CHRONAPOCALYPSE (accès libre)
« Ce qui est important, c’est de préserver l’envie d’acheter des montres et la possibilité de les acheter »
Animé par le sympathique Fabio Bonavita, « 3D Éco » (le magazine économique de la chaîne de télévision régionale Léman Bleu), se penchait hier soir sur les malheurs de l’horlogerie suisse, frappée par une crise sans précédent…
Sur le plateau, en direct et en respectant les distances sociales de rigueur, Olivier R. Müller (LuxeConsult), la rising star des consultants horlogers qui comprennent quelque chose à la situation [ils ne sont franchement pas si nombreux !] et qui constituent une « boîte à outils » très utile pour les marques, ainsi que Grégory Pons (Business Montres). En duplex et confiné, Charris Yadigaroglu, le directeur de la communication de MB&F. Meneur de jeu de ce magazine économique de Léman Bleu : l’intelligent Fabio Bonavita, toujours bienveillant, soucieux d’équilibrer les points de vue et toujours curieux d’en savoir plus.

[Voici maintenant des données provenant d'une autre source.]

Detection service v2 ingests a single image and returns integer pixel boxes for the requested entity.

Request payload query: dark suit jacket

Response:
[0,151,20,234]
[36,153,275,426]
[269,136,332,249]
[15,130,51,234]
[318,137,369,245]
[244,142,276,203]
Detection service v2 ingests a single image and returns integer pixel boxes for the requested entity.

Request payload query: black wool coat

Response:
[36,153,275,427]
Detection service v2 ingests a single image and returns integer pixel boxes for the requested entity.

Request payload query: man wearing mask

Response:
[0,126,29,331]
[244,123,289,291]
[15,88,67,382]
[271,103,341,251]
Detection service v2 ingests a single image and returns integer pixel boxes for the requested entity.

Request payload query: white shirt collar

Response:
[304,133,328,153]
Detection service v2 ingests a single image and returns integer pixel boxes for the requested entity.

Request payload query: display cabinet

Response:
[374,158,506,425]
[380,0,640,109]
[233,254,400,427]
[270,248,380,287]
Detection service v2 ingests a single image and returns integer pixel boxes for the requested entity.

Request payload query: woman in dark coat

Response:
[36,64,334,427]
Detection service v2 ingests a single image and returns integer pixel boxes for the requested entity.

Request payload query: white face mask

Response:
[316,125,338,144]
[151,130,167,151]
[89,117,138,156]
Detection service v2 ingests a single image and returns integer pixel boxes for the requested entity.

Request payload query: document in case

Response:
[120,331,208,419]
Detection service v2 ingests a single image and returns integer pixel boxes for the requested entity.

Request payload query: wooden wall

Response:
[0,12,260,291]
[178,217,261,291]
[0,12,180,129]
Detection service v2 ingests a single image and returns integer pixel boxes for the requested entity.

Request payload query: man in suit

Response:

Un débat constructif qui fait à peu près correctement le tour de la situation en une douzaine de minutes : on peut même dire que cet échange est, à ce jour, une des meilleures émissions qu’on puisse trouver sur la crise horlogère qui voit s’effondrer l’« ancien monde » sans pour autant nous donner les clés du futur « nouveau monde ». Réussir un tel débat n’était pas évident et le ton de vérité des échanges tranchait sur la langue de coton qui embrume et empâte les discussions habituelles à propos de la chronapocalypse en cours. Les lecteurs de Business Montres ne seront pas surpris de retrouver dans la discussion bon nombre des idées qui sont défendues – voire combattues – dans les pages de notre Quotidien des montres. À chacun de se faire sa propre idée sur les propos très clairs de l’un ou de l’autre de nos interlocuteurs [« très clairs » ne signifiant pas forcément très crédibles, surtout quand on voir Olivier R. Müller reprendre sans sourciller la fable de la « reprise » des ventes horlogères en Chine] ! Quelques phrases à retenir de nos interventions :
• Conjoncture : « Les patrons les plus réalistes pensent que le premier semestre 2020 est mort et que la rentrée horlogère se fera en septembre ».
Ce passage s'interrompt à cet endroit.